A really interesting point at about 37 minutes in, where they say that drives could end up executing code just like graphics cards do now.

That could really speed things up. You wouldn't have all the latency of doing multiple reads on the device to find a file. Normally the CPU would have interrupt raised for each return of the read but with this it could just request a file and get the return in one go.

gdickie · on April 17, 2010

The Netezza database appliance essentially works like this -- each disk is paired with an FPGA and a CPU core. The disk-local CPU takes care of caching directory information for the disk, decides what order to process disk pages in, and manages a disk cache with full awareness of the application. After a disk read the FPGA cuts away unwanted data before the CPU has to look at it. This has been shipping for several years.

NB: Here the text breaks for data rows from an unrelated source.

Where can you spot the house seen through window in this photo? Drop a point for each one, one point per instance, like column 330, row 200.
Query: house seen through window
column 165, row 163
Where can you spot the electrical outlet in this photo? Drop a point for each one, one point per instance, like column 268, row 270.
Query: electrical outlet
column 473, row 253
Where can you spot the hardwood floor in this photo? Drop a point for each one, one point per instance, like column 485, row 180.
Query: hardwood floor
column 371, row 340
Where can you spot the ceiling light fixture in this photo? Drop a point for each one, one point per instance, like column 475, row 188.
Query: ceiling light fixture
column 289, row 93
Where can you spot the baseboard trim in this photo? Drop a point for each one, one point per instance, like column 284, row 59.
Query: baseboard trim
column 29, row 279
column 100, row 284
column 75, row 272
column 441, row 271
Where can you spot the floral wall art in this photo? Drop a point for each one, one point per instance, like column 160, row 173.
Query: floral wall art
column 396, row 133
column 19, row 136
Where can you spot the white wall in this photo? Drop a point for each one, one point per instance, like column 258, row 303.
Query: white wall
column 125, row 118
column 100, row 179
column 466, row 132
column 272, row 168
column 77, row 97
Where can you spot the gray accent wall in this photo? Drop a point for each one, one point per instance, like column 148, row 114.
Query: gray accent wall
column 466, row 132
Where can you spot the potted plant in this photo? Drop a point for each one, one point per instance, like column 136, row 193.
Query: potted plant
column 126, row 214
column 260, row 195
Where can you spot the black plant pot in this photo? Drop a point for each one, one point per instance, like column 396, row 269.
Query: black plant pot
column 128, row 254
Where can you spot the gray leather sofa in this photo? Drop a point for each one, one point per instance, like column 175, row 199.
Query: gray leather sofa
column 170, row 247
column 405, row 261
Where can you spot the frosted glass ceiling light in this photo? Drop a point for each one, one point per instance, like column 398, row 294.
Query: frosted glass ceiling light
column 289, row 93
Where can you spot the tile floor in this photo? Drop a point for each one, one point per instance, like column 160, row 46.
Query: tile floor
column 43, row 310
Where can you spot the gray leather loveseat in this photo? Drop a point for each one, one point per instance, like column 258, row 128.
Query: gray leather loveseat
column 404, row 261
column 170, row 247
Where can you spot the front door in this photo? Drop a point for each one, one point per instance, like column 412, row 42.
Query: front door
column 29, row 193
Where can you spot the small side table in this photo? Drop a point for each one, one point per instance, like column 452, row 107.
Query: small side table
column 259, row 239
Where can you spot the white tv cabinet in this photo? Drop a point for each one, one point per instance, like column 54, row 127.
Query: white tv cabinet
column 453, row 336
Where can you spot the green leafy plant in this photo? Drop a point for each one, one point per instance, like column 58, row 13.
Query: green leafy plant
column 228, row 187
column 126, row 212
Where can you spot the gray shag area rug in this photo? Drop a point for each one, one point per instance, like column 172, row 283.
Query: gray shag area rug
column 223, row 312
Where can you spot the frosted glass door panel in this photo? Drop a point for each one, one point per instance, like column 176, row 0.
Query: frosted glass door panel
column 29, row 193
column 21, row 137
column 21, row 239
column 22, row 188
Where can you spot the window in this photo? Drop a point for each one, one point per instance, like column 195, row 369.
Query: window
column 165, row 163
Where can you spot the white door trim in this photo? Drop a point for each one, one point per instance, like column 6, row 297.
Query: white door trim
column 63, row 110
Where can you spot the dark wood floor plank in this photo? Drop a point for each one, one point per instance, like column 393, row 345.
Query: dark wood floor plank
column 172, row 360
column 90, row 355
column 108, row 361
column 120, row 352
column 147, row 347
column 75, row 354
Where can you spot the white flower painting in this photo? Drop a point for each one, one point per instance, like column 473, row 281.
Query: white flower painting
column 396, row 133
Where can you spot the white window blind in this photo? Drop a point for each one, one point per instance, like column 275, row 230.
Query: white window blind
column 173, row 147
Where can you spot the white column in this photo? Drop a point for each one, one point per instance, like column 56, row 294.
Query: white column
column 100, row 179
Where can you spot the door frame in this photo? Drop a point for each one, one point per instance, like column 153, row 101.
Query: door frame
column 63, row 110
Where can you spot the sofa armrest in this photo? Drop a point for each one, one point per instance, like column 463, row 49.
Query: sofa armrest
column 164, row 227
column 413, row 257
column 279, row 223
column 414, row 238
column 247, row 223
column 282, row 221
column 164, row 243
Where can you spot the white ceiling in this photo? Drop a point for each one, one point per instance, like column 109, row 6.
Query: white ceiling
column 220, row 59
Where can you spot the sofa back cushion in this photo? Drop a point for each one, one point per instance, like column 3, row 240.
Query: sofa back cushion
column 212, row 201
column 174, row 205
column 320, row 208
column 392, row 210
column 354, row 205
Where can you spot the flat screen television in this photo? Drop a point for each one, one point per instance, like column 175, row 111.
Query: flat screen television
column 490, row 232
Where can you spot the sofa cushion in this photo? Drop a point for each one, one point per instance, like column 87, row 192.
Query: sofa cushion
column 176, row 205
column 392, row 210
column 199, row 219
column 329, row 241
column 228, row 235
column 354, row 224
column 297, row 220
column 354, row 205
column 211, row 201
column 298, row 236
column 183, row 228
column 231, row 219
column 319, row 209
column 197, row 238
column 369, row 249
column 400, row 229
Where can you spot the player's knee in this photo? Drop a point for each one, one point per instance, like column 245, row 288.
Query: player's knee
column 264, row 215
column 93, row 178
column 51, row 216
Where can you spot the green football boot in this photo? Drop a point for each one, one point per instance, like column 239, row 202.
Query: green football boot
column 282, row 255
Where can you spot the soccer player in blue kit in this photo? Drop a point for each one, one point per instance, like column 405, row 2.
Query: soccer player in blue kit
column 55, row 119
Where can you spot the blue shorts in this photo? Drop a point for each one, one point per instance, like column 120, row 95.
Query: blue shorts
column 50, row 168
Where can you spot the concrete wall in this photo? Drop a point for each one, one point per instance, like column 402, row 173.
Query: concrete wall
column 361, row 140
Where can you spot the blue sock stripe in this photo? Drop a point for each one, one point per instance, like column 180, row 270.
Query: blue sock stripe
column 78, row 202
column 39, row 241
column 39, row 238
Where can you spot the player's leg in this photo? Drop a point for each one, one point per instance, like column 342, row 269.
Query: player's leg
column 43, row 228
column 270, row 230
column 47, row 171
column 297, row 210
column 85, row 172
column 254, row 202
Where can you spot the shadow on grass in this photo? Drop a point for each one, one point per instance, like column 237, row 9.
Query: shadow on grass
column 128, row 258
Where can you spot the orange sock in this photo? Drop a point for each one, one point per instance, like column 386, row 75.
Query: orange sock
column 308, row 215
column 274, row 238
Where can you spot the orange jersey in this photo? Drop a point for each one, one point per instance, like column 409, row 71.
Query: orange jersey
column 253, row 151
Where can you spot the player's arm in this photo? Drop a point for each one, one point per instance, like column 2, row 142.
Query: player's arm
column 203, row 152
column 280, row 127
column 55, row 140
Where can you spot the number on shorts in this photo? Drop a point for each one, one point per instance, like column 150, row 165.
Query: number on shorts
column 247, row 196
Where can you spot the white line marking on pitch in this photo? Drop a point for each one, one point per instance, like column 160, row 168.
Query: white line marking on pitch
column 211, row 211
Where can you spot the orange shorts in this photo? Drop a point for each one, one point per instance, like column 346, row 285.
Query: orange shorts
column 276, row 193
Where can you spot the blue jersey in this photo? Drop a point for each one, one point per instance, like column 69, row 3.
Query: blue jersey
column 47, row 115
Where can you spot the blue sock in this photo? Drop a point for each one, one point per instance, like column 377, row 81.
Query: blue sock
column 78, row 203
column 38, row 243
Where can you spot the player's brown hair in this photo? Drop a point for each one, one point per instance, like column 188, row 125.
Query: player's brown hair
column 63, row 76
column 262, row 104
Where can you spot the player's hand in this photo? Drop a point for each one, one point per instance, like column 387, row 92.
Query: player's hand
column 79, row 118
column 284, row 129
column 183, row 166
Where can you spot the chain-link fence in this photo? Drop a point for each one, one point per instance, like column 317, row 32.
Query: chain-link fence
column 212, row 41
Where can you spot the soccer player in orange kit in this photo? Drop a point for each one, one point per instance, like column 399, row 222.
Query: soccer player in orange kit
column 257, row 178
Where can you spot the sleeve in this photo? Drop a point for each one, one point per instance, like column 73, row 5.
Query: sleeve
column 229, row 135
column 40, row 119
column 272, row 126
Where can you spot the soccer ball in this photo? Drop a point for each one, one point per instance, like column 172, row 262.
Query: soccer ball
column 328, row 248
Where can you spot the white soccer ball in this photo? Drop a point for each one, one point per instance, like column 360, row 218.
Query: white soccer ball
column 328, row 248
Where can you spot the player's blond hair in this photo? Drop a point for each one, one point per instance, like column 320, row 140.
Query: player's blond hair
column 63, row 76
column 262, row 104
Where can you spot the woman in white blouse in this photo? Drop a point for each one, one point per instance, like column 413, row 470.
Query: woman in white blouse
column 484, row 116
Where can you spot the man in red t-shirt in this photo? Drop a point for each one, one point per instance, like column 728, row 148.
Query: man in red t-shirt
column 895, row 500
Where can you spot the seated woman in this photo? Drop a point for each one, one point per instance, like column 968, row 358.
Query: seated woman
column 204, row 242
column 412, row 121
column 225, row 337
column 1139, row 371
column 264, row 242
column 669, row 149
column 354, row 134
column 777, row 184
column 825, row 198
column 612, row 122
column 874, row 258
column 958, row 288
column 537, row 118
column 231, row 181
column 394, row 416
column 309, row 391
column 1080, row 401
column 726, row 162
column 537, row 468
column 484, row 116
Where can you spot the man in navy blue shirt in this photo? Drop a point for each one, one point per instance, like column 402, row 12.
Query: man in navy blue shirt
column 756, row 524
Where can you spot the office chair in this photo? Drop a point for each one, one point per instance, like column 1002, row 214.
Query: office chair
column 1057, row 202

To the extent that your problem is embarrassingly parallel and can be executed near the disk, you speed up linearly with the number of disks.

(I am currently employed by Netezza)

anamax · on April 17, 2010

> A really interesting point at about 37 minutes in, where they say that drives could end up executing code

And the wheel of reincarnation starts to turn again.

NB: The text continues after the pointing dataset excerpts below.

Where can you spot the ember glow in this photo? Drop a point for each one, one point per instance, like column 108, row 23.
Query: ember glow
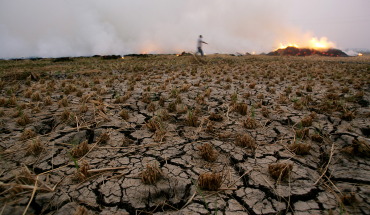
column 314, row 43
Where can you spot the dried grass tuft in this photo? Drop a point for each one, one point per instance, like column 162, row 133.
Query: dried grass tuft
column 65, row 115
column 207, row 152
column 210, row 127
column 161, row 101
column 215, row 117
column 124, row 114
column 63, row 102
column 146, row 98
column 84, row 108
column 359, row 94
column 307, row 121
column 347, row 115
column 302, row 133
column 250, row 123
column 104, row 137
column 36, row 96
column 245, row 141
column 23, row 120
column 282, row 99
column 280, row 171
column 317, row 138
column 151, row 107
column 242, row 108
column 151, row 174
column 80, row 150
column 265, row 112
column 47, row 101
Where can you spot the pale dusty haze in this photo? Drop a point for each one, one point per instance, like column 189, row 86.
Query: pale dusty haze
column 83, row 28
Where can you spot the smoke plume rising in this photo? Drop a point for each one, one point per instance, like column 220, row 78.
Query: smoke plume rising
column 83, row 28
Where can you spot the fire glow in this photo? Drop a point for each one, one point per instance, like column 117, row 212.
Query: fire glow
column 314, row 43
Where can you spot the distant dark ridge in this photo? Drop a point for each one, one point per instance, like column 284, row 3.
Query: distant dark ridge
column 293, row 51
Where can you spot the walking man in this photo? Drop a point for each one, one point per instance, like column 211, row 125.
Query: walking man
column 200, row 41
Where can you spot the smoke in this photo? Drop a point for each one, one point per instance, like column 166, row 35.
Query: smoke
column 82, row 28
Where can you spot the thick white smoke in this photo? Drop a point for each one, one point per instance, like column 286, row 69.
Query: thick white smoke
column 74, row 28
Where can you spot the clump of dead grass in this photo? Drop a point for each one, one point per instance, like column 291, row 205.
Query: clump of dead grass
column 265, row 112
column 250, row 123
column 317, row 138
column 161, row 101
column 241, row 108
column 47, row 101
column 347, row 115
column 245, row 141
column 80, row 150
column 209, row 127
column 104, row 137
column 307, row 121
column 65, row 115
column 23, row 120
column 172, row 107
column 280, row 171
column 215, row 117
column 282, row 99
column 124, row 114
column 84, row 108
column 302, row 133
column 151, row 107
column 63, row 102
column 146, row 98
column 207, row 152
column 210, row 181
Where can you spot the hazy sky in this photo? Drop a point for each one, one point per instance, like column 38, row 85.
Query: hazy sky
column 74, row 28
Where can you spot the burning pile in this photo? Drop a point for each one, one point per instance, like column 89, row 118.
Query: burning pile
column 294, row 51
column 320, row 47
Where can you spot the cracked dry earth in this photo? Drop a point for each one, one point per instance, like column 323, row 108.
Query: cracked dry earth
column 316, row 102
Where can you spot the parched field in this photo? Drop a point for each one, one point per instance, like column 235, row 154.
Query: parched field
column 163, row 134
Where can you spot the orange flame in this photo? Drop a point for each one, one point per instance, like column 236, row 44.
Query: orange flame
column 313, row 43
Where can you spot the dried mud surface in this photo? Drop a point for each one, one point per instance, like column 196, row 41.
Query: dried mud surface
column 252, row 111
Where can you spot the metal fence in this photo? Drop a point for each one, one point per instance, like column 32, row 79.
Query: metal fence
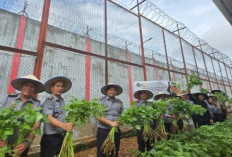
column 95, row 42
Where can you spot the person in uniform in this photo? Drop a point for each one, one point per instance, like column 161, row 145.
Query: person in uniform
column 28, row 85
column 205, row 119
column 114, row 108
column 54, row 131
column 142, row 96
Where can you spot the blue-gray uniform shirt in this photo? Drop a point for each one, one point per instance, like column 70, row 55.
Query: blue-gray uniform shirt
column 53, row 106
column 114, row 108
column 144, row 103
column 10, row 100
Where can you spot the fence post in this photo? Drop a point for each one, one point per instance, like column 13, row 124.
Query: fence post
column 42, row 38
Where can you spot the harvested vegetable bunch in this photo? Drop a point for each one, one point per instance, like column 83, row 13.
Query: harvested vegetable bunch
column 138, row 118
column 205, row 141
column 18, row 122
column 108, row 145
column 78, row 113
column 203, row 90
column 183, row 110
column 135, row 117
column 159, row 109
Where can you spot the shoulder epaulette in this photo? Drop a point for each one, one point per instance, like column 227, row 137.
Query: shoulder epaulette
column 13, row 94
column 102, row 97
column 50, row 97
column 119, row 101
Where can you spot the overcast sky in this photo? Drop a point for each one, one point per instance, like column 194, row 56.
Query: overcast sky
column 203, row 18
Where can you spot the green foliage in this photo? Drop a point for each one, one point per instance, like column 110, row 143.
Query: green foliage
column 221, row 97
column 22, row 121
column 207, row 141
column 78, row 113
column 203, row 90
column 184, row 109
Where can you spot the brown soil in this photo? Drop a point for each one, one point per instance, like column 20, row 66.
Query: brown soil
column 126, row 146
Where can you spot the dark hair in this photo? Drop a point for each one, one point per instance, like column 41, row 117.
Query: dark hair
column 111, row 87
column 28, row 81
column 57, row 81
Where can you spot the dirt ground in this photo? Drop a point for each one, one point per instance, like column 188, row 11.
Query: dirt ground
column 126, row 145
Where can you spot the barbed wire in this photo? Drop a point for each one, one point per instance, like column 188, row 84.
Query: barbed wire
column 148, row 9
column 154, row 13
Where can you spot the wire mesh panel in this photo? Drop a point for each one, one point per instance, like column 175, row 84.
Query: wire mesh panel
column 8, row 28
column 153, row 42
column 223, row 70
column 72, row 21
column 123, row 33
column 20, row 20
column 228, row 89
column 189, row 58
column 206, row 85
column 97, row 76
column 26, row 67
column 217, row 71
column 214, row 85
column 154, row 73
column 210, row 69
column 229, row 75
column 200, row 64
column 118, row 73
column 174, row 52
column 59, row 62
column 5, row 66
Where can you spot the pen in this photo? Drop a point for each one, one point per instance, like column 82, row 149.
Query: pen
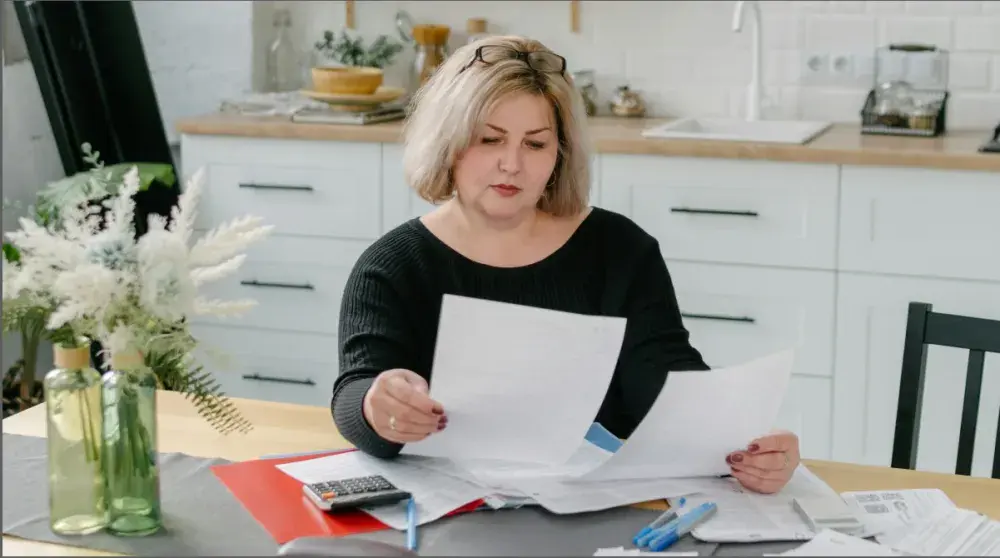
column 684, row 524
column 640, row 538
column 411, row 524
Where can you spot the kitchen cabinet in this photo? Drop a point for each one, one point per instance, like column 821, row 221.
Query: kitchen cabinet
column 764, row 255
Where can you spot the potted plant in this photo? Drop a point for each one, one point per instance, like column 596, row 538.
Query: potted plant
column 352, row 69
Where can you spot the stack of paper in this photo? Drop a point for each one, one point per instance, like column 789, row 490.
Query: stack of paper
column 521, row 387
column 832, row 543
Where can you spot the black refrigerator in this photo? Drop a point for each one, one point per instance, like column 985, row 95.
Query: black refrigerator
column 94, row 80
column 95, row 83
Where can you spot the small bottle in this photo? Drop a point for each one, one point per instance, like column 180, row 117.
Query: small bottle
column 284, row 71
column 132, row 466
column 476, row 28
column 77, row 498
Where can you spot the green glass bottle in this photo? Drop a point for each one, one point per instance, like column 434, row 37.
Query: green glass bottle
column 131, row 464
column 77, row 502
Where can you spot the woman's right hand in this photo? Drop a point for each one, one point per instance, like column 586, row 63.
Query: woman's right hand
column 398, row 408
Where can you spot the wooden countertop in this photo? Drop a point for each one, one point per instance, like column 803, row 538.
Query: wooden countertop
column 284, row 428
column 841, row 144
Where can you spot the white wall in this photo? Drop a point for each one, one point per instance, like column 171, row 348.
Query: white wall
column 684, row 58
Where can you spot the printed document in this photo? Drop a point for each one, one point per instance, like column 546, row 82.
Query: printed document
column 832, row 543
column 887, row 510
column 436, row 494
column 701, row 417
column 518, row 383
column 950, row 532
column 747, row 516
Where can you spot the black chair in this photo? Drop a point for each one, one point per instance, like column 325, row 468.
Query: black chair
column 925, row 327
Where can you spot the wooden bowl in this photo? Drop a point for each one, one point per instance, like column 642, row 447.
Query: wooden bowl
column 351, row 80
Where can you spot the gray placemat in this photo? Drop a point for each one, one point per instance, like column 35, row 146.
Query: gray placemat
column 201, row 516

Some/most IBM "channel controllers" (read disk controllers) were fairly programmable. At some points in time and with some configurations, it was faster to run things on them than in the mainframe. In other cases, it was faster to run "everything" on the mainframe.

Some folks made a fairly good living moving parts of applications to and from channel controllers.

hga · on April 17, 2010

Indeed; we're told they're flaky in part because the have as much firmware as a modern OS has kernel code, there's no reason why they can't eventually allow for this sort of thing.

Even given how social and political doing that right would be, this could happen before the day SSDs displace magnetic media (a day we can not as yet really foresee).

helwr · on April 17, 2010

i was just reading about Active Disks yesterday:

http://citeseerx.ist.psu.edu/viewdoc/download?doi=10.1.1.15....

http://www.pdl.cmu.edu/Active/index.shtml

rythie · on April 17, 2010

They're both pretty old I think, around 2001? Neither seem particularly relevant to today's SSDs.

jules · on April 17, 2010

I would have loved a little more detail on what kind of performance they already achieved and what kind of performance they think they can achieve.

hristov · on April 17, 2010

This was pretty interesting, I must say. It is nice that they got into the nitty gritty technical details.

modsearch · on April 17, 2010

this video works on iPad :-) I was kind of amazed actually.. oh and good stuff Slava and Michael!

cpach · on April 17, 2010

Yeah, blip.tv is a really nice service. There are also download links for offline consumption. That's great for those of us who don't like Flash but are using a browser that lacks H.264 support.

RethinkDB:s blog only links to the YouTube version of this presentation, so thanks mace for providing this alternative link.